Par Margot Boutges · Le Journal des Arts

Le 30 août 2016 - 651 mots

Moins connue que celle du musée pendant la Seconde Guerre mondiale, l’histoire étonnante du Louvre durant la Grande Guerre est racontée pour la première fois.

L’histoire du Louvre durant la Seconde Guerre mondiale a été largement étudiée et montrée. Il suffit de penser au documentaire Illustre et inconnu. Comment Jacques Jaujard a sauvé le Louvre (lire le JdA no 422, 31 octobre 2014) ou au film Francofonia, le Louvre sous l’Occupation (lire le JdA no 445, 13 novembre 2015), qui ont récemment participé à vulgariser un sujet apte à intéresser les chercheurs. Le sort du Louvre pendant la Grande Guerre est resté quant à lui beaucoup plus confidentiel. « Sans doute faut-il y voir la prédominance, jusqu’à une époque récente, de l’historiographie de la Seconde Guerre mondiale, en raison du travail mené sur le pillage des œuvres d’art et les spoliations des collections juives par l’Allemagne nazie », explique Claire Maingon.
En cette période de Centenaire, qui replace la guerre de 1914-1918 sous les projecteurs, cette historienne de l’art vient réparer l’oubli en offrant un ouvrage passionnant, qui, sur le fondement d’archives – courriers, articles de presse, documents administratifs, photographies, affiches…–, explique comment le plus grand musée français a vécu la Grande Guerre. Sous la pression incontestablement. La crainte alors est que les troupes allemandes arrivent à Paris et que les bombardements mettent le musée à feu et à sang. Aussi, à partir du 28 août 1914, les œuvres commencent à être déménagées à l’église des Jacobins de Toulouse où elles resteront en caisses pendant plusieurs années (au grand dam du public toulousain qui aurait aimé les voir exposées). Les bâtiments du Louvre sont quant à eux réquisitionnés afin de servir de dépôt et de lieu de transit pour les œuvres des musées et églises situés près des zones de conflit (Reims, Dunkerque, Amiens, Verdun…). Épargné par la guerre, le Louvre rouvrira salle après salle en 1919, sous la houlette de Paul Jamot.

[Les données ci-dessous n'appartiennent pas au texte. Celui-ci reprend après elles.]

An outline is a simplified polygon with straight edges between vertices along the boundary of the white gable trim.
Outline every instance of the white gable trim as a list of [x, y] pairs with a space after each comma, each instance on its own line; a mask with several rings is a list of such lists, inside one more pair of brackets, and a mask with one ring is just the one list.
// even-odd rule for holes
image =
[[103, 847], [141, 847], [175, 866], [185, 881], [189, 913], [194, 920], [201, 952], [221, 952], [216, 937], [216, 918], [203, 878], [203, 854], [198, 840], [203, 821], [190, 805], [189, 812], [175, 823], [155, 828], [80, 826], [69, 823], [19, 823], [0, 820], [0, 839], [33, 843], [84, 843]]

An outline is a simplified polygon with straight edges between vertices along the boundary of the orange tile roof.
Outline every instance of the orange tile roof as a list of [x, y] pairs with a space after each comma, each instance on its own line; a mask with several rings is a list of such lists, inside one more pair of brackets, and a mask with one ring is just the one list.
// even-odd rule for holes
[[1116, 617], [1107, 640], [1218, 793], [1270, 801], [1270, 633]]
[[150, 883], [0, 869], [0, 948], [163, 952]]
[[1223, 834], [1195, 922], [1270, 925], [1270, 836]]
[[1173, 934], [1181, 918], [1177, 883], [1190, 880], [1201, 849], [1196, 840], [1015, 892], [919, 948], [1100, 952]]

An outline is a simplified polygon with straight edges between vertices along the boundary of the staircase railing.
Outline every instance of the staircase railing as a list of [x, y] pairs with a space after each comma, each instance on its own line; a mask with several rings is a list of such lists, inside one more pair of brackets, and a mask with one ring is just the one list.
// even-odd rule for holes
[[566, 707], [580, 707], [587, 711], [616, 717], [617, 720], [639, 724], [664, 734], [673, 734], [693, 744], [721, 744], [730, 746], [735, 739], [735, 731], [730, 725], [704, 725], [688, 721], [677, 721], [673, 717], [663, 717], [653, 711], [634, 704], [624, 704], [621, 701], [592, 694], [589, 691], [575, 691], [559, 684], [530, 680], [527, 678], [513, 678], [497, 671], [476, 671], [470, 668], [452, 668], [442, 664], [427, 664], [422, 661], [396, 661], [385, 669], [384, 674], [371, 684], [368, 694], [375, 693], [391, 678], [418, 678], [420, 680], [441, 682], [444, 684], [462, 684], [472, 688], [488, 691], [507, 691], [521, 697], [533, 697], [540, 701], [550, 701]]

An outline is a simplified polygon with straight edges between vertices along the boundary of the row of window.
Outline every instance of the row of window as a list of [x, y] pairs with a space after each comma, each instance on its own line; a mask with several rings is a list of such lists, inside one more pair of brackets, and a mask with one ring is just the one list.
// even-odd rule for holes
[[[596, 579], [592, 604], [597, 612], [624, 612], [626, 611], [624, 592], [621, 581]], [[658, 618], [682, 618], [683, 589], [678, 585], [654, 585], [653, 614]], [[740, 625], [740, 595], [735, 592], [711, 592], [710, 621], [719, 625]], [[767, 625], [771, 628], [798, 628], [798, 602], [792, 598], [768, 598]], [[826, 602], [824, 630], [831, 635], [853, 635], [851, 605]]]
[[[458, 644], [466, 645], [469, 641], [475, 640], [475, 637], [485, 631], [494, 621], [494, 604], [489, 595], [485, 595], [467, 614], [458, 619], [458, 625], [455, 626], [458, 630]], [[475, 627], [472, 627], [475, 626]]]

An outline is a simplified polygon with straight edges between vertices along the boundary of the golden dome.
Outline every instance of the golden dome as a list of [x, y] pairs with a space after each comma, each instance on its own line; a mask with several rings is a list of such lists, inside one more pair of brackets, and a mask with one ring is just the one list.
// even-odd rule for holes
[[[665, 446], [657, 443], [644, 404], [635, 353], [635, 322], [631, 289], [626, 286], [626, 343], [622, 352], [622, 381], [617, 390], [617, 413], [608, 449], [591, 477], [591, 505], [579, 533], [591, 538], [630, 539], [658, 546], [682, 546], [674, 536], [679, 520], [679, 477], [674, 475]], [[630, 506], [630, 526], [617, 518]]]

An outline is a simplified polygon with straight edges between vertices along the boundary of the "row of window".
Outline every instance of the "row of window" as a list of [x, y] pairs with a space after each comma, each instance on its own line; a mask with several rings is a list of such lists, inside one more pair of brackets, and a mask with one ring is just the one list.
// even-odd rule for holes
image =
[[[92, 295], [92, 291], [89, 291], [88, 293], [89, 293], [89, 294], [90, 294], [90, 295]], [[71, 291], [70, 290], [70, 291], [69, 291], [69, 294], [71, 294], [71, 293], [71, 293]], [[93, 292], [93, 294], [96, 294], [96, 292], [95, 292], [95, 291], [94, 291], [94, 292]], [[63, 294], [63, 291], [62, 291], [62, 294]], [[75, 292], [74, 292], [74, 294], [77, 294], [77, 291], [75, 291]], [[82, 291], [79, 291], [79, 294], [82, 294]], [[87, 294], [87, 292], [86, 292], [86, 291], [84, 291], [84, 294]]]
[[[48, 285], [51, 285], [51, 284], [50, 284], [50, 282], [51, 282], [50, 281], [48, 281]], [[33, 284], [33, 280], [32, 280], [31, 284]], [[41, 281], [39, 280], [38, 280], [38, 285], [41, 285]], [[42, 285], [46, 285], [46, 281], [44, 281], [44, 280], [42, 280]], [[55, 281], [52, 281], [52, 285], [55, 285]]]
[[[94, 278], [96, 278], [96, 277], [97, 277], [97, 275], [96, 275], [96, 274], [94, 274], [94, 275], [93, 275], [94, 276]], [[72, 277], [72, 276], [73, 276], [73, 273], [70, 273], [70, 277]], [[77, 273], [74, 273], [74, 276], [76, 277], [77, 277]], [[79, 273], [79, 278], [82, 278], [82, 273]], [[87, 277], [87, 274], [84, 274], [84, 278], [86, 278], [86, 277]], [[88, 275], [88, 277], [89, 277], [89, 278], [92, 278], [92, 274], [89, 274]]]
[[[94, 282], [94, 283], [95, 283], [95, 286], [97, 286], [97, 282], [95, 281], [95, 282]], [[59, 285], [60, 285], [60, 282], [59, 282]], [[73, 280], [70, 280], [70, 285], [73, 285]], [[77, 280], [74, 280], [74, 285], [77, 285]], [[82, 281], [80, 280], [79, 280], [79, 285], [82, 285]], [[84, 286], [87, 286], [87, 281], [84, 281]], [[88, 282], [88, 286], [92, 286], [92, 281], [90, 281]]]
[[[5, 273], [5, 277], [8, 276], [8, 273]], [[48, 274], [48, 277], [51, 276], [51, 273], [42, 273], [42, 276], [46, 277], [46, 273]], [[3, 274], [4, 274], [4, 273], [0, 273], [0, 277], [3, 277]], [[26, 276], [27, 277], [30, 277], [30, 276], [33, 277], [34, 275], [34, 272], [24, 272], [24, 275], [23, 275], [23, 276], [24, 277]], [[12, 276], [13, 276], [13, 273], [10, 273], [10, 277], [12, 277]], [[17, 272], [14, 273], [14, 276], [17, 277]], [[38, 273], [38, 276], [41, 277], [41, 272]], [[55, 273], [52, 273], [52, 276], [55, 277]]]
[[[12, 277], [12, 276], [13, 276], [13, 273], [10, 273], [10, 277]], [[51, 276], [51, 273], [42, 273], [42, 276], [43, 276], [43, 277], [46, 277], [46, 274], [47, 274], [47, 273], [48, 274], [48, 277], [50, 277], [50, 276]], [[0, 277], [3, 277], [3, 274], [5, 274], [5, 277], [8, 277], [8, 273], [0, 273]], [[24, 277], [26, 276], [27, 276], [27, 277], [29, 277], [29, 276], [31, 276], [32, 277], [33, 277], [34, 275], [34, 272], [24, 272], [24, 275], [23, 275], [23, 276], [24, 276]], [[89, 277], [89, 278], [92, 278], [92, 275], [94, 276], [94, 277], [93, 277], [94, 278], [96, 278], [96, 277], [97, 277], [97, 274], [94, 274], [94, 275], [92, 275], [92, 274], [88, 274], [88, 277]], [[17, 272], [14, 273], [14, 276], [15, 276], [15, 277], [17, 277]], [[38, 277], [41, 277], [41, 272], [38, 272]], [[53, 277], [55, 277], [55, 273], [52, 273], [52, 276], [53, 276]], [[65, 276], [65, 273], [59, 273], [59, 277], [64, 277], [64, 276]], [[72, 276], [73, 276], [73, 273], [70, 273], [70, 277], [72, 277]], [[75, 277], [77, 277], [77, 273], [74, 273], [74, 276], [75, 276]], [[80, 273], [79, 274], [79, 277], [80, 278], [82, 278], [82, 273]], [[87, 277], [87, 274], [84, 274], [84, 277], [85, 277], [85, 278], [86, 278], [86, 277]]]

Le Louvre, partie prenante du conflit
Chaque histoire de guerre a besoin d’un héros et celui choisi par Claire Maingon est sans conteste le conservateur des antiques du Louvre. Paul Jamot, qui est âgé de plus de 50 ans en 1914 et n’a pas été mobilisé, devient « l’homme de la situation » au Louvre. Il va convoyer les œuvres à Toulouse et exercer sur elles une grande surveillance durant des années. Cet « homme d’un professionnalisme irréprochable » n’a pas le potentiel romanesque d’un Jacques Jaujard, « héros » du Louvre de 39-45 qui a déménagé les œuvres contre l’ordre de Vichy, discrètement soutenu par le responsable allemand de la protection des œuvres d’art de l’ennemi, Franz von Wolff-Metternich. Mais cet ouvrage ne se veut pas un roman. Loin de se cantonner à la narration des péripéties qui ont rythmé la vie du musée pendant quatre ans, le livre montre comment le Louvre, « par l’histoire médiatisée de son exil, par l’instrumentalisation de ses chefs-d’œuvre, par les enjeux de rivalité culturelle qu’il incarne, a participé au sens de ce conflit brutal, violent, qui voit lutter les nationalismes ». L’auteure replace notamment les œuvres dans leur rôle de propagande. Le chapitre sur la Victoire de Samothrace est en cela très instructif. Il montre comment la célèbre Niké sans bras ni tête a pu être élevée – au travers d’affiches, de dessins, de monuments – au rang de « symbole d’une nation française triomphante mais blessée, meurtrie, mutilée ». Promue héritière de l’Antiquité latine, elle fut également considérée comme le symbole du « génie » de la culture française face à la « barbarie » de la culture allemande.
Avec cet ouvrage, Claire Maingon creuse le sillon de l’exposition « 1914-1918. Le patrimoine s’en va guerre », présentée récemment à la Cité de l’architecture et du patrimoine (lire le JdA no 455, 15 avril 2016) à Paris, et dont elle fut la conseillère scientifique. La manifestation a démontré comment certaines expositions parisiennes organisées en 1915, 1916 et 1917 ont instrumentalisé le patrimoine dans l’objectif d’entretenir la colère contre l’Allemagne. Lui revient l’honneur d’avoir extirpé de l’ombre ces sujets méconnus.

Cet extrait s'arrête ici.